The statements came only days after the US ambassador to the UN, Nikki Haley, said the US no longer prioritised the removal of President Assad - a shift in US policy from the Obama era.
Mr Trump has been promising a new strategy for Syria and Iraq and there have been some increases in troop numbers but this latest development will increase the pressure for more decisive action, the BBC's Gary O'Donoghue reports from Washington.
Has Assad used chemical weapons before?
The Syrian government was accused by Western powers of firing rockets filled with Sarin at Ghouta, Damascus, killing hundreds of people in August 2013.
President Assad denied the charge, blaming rebel fighters, but he did subsequently agree to destroy Syria's chemical arsenal.
Despite that, the Organisation for the Prohibition of Chemical Weapons has continued to document the use of toxic chemicals in attacks in Syria.
What are the chances of peace?
More than 250,000 people have been killed in Syria's civil war and, after more than six years, no political solution to the fighting is in sight.

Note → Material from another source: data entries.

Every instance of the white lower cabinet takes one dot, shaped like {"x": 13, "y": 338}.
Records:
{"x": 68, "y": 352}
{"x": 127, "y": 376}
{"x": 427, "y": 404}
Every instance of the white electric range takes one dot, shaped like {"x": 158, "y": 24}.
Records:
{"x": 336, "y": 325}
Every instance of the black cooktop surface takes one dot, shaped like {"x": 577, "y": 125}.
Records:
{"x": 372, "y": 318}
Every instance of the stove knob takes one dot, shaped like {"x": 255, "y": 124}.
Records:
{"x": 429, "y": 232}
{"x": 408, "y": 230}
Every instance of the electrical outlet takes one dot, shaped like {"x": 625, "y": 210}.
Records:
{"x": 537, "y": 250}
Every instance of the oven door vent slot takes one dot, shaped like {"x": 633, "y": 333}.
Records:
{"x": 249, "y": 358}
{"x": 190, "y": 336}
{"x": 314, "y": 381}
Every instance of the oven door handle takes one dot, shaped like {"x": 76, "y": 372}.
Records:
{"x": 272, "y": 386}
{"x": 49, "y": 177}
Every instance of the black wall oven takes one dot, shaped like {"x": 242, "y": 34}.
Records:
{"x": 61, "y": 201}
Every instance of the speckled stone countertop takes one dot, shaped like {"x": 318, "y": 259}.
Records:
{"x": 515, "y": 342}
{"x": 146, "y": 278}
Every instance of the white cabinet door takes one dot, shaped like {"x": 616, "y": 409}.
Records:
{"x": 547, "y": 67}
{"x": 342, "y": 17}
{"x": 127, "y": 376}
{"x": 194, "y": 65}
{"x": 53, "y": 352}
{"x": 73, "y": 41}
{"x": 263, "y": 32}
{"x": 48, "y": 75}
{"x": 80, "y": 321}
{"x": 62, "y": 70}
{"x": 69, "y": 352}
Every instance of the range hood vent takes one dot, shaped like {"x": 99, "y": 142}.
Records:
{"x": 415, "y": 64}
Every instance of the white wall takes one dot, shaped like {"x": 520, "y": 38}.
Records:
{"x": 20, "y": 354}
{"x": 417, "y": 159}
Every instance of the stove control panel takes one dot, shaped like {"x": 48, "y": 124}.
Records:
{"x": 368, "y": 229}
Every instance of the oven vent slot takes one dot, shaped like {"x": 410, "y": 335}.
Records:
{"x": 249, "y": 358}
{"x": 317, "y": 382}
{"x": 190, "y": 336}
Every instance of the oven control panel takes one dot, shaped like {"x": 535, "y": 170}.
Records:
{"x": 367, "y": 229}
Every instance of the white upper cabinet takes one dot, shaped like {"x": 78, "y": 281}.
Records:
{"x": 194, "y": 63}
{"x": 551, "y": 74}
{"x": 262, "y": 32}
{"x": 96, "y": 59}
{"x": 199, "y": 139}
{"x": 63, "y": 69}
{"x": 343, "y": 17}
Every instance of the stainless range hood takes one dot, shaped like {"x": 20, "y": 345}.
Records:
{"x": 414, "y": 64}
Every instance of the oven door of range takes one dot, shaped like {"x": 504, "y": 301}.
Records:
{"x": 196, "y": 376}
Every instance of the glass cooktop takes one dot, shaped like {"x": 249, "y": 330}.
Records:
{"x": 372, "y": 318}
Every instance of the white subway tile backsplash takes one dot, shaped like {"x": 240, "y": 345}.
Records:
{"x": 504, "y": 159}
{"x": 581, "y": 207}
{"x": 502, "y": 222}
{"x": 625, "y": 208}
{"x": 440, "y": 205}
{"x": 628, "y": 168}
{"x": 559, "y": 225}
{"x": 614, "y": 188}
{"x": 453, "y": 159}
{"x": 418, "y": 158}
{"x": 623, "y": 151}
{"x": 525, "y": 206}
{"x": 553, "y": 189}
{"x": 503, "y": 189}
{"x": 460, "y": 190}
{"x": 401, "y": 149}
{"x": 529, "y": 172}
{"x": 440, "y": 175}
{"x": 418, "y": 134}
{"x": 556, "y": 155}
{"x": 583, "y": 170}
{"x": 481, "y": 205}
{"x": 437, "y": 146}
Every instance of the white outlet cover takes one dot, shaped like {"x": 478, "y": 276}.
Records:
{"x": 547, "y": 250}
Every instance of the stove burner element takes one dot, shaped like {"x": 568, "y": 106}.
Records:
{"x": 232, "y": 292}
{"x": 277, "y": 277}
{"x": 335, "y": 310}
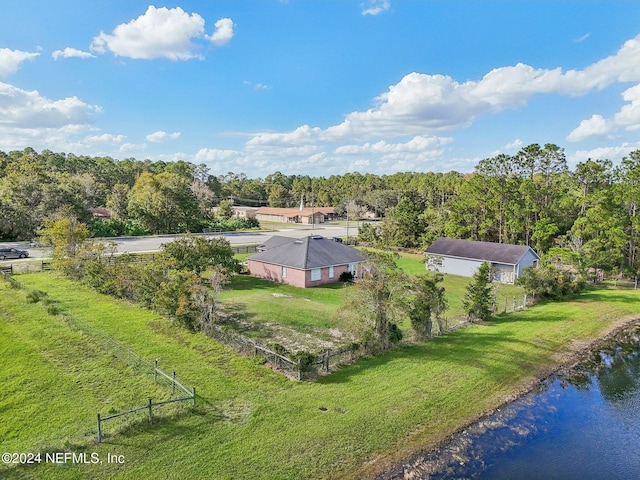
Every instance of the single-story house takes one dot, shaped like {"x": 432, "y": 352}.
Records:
{"x": 463, "y": 257}
{"x": 308, "y": 215}
{"x": 240, "y": 211}
{"x": 304, "y": 262}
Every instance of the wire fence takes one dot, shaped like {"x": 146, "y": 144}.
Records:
{"x": 140, "y": 364}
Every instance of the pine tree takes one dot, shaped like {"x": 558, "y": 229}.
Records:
{"x": 477, "y": 301}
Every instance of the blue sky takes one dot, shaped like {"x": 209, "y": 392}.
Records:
{"x": 320, "y": 87}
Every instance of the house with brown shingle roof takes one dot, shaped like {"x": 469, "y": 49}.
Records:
{"x": 304, "y": 262}
{"x": 308, "y": 215}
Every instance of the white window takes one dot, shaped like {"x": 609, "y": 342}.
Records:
{"x": 315, "y": 275}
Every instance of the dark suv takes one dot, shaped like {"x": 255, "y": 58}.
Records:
{"x": 12, "y": 253}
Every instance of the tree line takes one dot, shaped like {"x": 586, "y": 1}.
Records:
{"x": 587, "y": 216}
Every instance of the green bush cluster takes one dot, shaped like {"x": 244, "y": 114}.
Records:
{"x": 116, "y": 228}
{"x": 548, "y": 281}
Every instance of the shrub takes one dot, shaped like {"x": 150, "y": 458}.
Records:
{"x": 550, "y": 282}
{"x": 36, "y": 296}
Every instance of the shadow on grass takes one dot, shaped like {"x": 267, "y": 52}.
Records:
{"x": 247, "y": 282}
{"x": 611, "y": 296}
{"x": 498, "y": 354}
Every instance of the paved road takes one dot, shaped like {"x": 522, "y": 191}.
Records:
{"x": 152, "y": 244}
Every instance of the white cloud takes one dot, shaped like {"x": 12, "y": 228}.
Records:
{"x": 10, "y": 60}
{"x": 223, "y": 32}
{"x": 422, "y": 104}
{"x": 517, "y": 144}
{"x": 596, "y": 126}
{"x": 416, "y": 144}
{"x": 132, "y": 147}
{"x": 257, "y": 86}
{"x": 161, "y": 33}
{"x": 217, "y": 155}
{"x": 629, "y": 115}
{"x": 612, "y": 153}
{"x": 375, "y": 7}
{"x": 159, "y": 137}
{"x": 105, "y": 138}
{"x": 71, "y": 53}
{"x": 28, "y": 109}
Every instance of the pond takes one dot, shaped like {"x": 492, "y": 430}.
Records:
{"x": 581, "y": 424}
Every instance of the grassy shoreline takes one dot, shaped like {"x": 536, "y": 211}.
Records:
{"x": 253, "y": 423}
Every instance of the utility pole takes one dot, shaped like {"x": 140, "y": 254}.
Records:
{"x": 347, "y": 223}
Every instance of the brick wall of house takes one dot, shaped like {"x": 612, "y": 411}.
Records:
{"x": 296, "y": 278}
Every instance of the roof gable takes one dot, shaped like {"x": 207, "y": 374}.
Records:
{"x": 308, "y": 253}
{"x": 488, "y": 251}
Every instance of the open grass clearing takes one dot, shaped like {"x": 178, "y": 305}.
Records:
{"x": 305, "y": 318}
{"x": 253, "y": 423}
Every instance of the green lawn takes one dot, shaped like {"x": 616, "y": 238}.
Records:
{"x": 301, "y": 317}
{"x": 252, "y": 422}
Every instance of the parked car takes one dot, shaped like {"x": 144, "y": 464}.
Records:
{"x": 12, "y": 253}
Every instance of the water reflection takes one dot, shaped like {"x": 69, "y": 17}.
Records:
{"x": 583, "y": 424}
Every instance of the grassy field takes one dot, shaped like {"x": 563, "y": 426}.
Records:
{"x": 252, "y": 422}
{"x": 305, "y": 317}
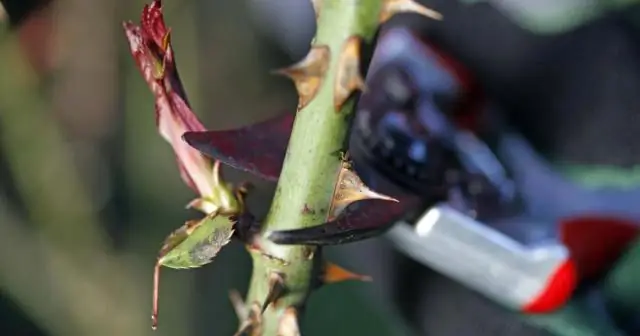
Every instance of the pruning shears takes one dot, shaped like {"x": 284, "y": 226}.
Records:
{"x": 456, "y": 199}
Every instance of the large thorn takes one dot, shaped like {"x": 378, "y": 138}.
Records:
{"x": 288, "y": 324}
{"x": 350, "y": 189}
{"x": 348, "y": 77}
{"x": 368, "y": 220}
{"x": 392, "y": 7}
{"x": 309, "y": 73}
{"x": 258, "y": 149}
{"x": 333, "y": 273}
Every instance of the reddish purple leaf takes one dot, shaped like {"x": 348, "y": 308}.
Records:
{"x": 370, "y": 219}
{"x": 258, "y": 149}
{"x": 151, "y": 48}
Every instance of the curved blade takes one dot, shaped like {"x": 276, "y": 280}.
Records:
{"x": 370, "y": 219}
{"x": 597, "y": 242}
{"x": 258, "y": 149}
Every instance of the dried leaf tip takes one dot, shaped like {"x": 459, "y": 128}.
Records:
{"x": 392, "y": 7}
{"x": 349, "y": 189}
{"x": 308, "y": 74}
{"x": 348, "y": 77}
{"x": 333, "y": 273}
{"x": 276, "y": 289}
{"x": 288, "y": 324}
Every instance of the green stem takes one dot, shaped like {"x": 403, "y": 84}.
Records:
{"x": 304, "y": 192}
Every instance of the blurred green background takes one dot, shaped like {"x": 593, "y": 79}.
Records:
{"x": 90, "y": 190}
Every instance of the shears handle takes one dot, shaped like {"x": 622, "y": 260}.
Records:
{"x": 528, "y": 279}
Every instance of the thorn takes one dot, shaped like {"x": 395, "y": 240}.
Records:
{"x": 155, "y": 295}
{"x": 216, "y": 172}
{"x": 288, "y": 325}
{"x": 349, "y": 189}
{"x": 238, "y": 304}
{"x": 308, "y": 73}
{"x": 267, "y": 140}
{"x": 392, "y": 7}
{"x": 368, "y": 220}
{"x": 348, "y": 77}
{"x": 316, "y": 7}
{"x": 333, "y": 273}
{"x": 276, "y": 289}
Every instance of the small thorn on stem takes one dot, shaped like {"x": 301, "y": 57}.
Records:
{"x": 333, "y": 273}
{"x": 317, "y": 5}
{"x": 288, "y": 325}
{"x": 238, "y": 304}
{"x": 155, "y": 295}
{"x": 276, "y": 289}
{"x": 392, "y": 7}
{"x": 309, "y": 73}
{"x": 253, "y": 322}
{"x": 350, "y": 189}
{"x": 348, "y": 77}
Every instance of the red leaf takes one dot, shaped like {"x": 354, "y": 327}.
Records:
{"x": 151, "y": 49}
{"x": 258, "y": 149}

A nationwide cessation of hostilities brokered by Russia and Turkey at the end of last year does not apply to Hayat Tahrir al-Sham and IS, or US-backed Kurdish fighters.
The UN humanitarian adviser on Syria, Jan Egeland, has called for a 77-hour ceasefire in order to deliver aid to besieged areas.
"A war where children suffocate to death because of toxic chemicals is a very, very dirty war," he said.